By Miles Tiessen
Who doesn’t love being outdoors? Whether you’re a paddler, climber, car-camper, or cottager being outdoors is good for your soul.
You might already be familiar with ‘Leave No Trace’ (LNT). These are seven guiding principles that seek to minimize the environmental impact of activities like camping, climbing and hiking.
1. Plan ahead and prepare
2. Travel and camp on durable surfaces
3. Dispose of waste properly
4. Leave what you find
5. Minimize campfire impacts
6. Respect wildlife
7. Be considerate of others
This a great guide when considering the impact you make while being outdoors and you should follow them when you are out exploring. However, as we recognize the reality of our current climate crisis, we are always looking to go a few steps further so we can truly minimize our impact. There are additional concerns raised exploring the hidden environmental impacts of backcountry recreation, so thinking further than the LNT principles is important.
Creating Passive Recreationalists
One of the major points of contention for the standard LNT is its limited scope. Within its broad generic phrasing, there is a focus on the present and local impact of outdoor activities while ignoring the long-term effects and environmental interaction. A simplification of this interaction can be dangerous as it does not promote the active response needed for real environmental conservation.
The Exploitative Nature of Outdoor Gear Companies
While outdoor gear companies are miles ahead of most major retailers in regards to being environmentally conscious producers, they still have flaws. The LNT has no acknowledgement of the impact of the outdoor recreation industries participation in ecological degradation through its consistent drive for capital. It also does not address the manufacturing process of these goods, nor does it discuss the packaging, shipping, and sales that have many social and climate consequences. The culture of wilderness gear sadly falls prey to fast fashion, with new clothing and gear being produced faster than the older gear wears out. This leads to consumers being convinced to buy the newest, most high-tech gear as soon as it hits the market. Most of these companies produce their goods ‘ethically’, but continuous consumption is not an environmentally conscious response to our climate crisis.

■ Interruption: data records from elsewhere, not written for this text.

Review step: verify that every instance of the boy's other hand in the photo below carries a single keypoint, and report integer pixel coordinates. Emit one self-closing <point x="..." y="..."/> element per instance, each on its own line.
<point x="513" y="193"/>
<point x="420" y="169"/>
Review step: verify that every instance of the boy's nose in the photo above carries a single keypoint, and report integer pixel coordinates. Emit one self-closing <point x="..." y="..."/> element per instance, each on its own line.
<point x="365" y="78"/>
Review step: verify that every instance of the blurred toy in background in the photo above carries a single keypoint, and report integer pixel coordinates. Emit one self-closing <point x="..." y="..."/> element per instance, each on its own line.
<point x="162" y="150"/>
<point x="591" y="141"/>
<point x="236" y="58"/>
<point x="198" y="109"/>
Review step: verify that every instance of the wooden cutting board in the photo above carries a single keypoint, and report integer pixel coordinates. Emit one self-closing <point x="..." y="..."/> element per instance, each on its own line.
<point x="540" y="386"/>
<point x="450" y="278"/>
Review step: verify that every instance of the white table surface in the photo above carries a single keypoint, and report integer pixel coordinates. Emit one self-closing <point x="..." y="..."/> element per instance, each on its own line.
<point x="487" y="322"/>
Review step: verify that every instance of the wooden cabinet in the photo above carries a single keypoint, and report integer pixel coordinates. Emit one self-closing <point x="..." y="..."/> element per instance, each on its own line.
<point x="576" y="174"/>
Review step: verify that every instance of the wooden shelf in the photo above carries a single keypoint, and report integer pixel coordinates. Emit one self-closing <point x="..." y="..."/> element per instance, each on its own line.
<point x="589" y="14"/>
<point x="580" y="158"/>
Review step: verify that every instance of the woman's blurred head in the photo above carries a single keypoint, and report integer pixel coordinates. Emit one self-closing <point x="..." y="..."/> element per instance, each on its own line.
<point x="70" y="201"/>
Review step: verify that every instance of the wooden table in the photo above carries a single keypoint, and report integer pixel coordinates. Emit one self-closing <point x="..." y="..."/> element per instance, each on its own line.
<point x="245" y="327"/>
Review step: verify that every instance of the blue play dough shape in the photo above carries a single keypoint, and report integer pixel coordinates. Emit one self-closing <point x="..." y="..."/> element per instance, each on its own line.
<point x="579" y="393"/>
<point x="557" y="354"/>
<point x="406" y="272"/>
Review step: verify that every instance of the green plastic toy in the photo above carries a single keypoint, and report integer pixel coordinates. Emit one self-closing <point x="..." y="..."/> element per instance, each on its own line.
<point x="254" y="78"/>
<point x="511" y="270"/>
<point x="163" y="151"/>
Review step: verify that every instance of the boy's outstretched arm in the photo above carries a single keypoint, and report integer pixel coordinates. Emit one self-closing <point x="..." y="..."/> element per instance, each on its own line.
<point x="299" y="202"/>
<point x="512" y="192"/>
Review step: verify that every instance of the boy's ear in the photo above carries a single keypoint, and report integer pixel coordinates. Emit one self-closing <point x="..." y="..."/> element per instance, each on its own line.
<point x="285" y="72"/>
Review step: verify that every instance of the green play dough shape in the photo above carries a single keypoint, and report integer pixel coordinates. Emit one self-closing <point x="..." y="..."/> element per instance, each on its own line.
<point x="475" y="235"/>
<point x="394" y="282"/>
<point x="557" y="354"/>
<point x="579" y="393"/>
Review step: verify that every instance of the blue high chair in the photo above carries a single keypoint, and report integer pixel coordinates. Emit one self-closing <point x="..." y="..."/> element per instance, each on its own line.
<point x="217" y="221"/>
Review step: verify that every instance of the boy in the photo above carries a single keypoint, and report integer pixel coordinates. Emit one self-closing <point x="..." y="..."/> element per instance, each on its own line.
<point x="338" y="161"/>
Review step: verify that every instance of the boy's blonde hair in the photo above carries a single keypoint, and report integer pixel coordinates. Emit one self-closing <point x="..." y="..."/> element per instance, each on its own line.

Reduction is.
Travelling To and From
The irony of travelling to our wild spaces has always been a complicated conversation. Most people drive or even fly to explore the wilderness, pumping an excessive amount of carbon into our atmosphere. This is the biggest contributor to our climate crisis and it threatens our beloved outdoors.
Planning and being well prepared can help mitigate pollution from transportation. Carpooling is very helpful and can dramatically cut down on the amount of travelling to and from your destination. One thing to consider when making your travel plans is purchasing carbon offsets. You, a traveller, can pay a third party to create greenhouse gas reduction on your behalf. It is important to know that although these programs are very helpful, carbon offsets are not a solution. The initial use of carbon is still very damaging to our environment. Carbon offsets can be helpful for the advancement of renewable energy but do not exonerate us.
All of this may be a bit scary to think about; even an activity as wholesome as camping can be destructive. We would still encourage you to go camping and participate in outdoor activities as much as possible, but we need to be certain that when we do, we are caring for our wilderness to the best of our ability. Remember, there is no Planet B.
So have fun, explore lots, take in as much nature as you can, and please don’t leave a trace.